Milling through the Vancouver Art Gallery earlier this spring, I stopped before a towering diptych that paired a cartoon prince and a back-turned nude. The prince’s face has been whited-out, but familiarity flickered through: a blown-up reproduction of Antoine de Saint-Exupéry’s Petit Prince. Similarly, his counterpart, a grainy portrait of a prostitute by E.J. Bellocq (c. 1912), had been extended and partially scrubbed out. But where she was still performing her role – her backside broad, classically profiled, pear-shaped and inviting – the prince affected a citation: how did I know him? And, now, here, like this, what did he mean? The prince made a footnote, but the anonymous (and visibly erased) female form was its own site of desire, a place to pool want. Looking up at La blessure d’une cicatrice ou Les Anges (The wound of a scar or the angels, 1987), by Geneviève Cadieux, I was reminded of the artist’s stature in the 1980s, and the lasting power of her commentary. One can still be awed by her currency and concision, her deft application of charged signifiers, postmodern puncta, and her insistence on the photograph-as-object. Her ellipses are loaded, her literary references, eliding. And though the work has appreciated in the thirty years since, it has also sagged with applied readings (the notion of “thwarting of the gaze” fairly hangs on her lens). It’s also grown taller and more impatient as we re-tread tiresome inequalities.
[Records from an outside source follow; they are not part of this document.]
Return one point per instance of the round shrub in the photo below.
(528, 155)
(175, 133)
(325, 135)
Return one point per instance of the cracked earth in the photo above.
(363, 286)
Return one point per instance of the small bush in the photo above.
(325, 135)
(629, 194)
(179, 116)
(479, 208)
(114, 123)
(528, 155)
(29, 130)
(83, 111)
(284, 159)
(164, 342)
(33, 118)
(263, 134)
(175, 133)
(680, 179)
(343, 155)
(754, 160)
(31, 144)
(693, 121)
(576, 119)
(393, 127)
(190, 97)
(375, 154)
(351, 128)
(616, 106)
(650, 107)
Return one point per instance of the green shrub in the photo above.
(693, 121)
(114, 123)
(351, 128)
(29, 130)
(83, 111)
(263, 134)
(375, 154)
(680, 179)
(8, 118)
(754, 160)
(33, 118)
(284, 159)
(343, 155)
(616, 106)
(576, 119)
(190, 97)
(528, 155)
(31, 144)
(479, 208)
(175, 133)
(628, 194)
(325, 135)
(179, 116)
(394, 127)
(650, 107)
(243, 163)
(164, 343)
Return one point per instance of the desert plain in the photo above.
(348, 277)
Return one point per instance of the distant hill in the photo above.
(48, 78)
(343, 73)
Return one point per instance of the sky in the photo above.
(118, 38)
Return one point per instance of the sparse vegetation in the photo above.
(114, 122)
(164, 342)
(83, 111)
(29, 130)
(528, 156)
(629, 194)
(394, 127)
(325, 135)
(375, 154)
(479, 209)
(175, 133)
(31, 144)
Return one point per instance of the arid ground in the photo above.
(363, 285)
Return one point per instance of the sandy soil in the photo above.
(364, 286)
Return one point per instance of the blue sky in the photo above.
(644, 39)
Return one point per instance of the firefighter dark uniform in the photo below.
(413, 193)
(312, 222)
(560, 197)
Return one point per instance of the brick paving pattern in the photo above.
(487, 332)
I felt this acutely as I listened to a self-assured man introduce his date to the piece and proclaim that “nobody knows Quebec artists outside of Quebec.” He seemed to have missed Cadieux representing Canada at the Venice Biennale in 1990, or her recent Prix du Québec. I stood a while longer, translating a phrase inscribed in the work: “Here is the best portrait that I was able later to make of him.” I thought of the time lapsed between the complex moment of the work’s first framing, and the tired sear of the image now.

Geneviève Cadieux, “La blessure d’une cicatrice ou Les Anges (The wound of a scar or the angels),” 1987. Collection of Vancouver Art Gallery.

Weeks later, I paced a solo exhibition of Cadieux’s new show in Montreal. Her prints still loom and pitch and require long reading. They’re too big for a glance. But it seemed that here, in the spare, luminous rooms of her long-time gallerist René Blouin, the artist had shifted from body-as-polemic to what Barthes termed the “pleasure of the text.” Through a series of portraits featuring the exhausted landscape of the New Mexico desert, Cadieux allowed herself to inhabit the corporeal, less as a vessel for introspection than a light tower from which to look out.

Ghost Ranch features massive, lean-to photographic prints that are starry, swimming, and alchemical. Focusing on a terrain famous for artistic self-exile and inquiry, Cadieux captures a famed tree that enraptured Georgia O’Keeffe. (Apparently visiting artists now have to pay to produce work on these grounds. It’s one thing to look; another to keep the image.) In our roaming conversation, Cadieux cited as inspiration Japanese Ukiyo-e paintings (those whirring cherry blossom trees, their forever horizons, their prolonged now), and unselfconsciously referenced Van Gogh’s celestial augury.

Geneviève Cadieux, “Ghost Ranch (ciel étoilé),” 2019. Courtesy Galerie René Blouin.

The peaceable focus and plain affect of this series might suggest a tumbling-down from the sharp peaks of Cadieux’s zenith. But her attention to earnest landscape isn’t new. In 2002, she focused on a solitary tree, a lonely survivor of Montreal’s 1998 ice storm. In more recent years, she’s produced enveloping, near-abstract prints of rippling, horizon-less waters, which she then traces with silver leaf by hand.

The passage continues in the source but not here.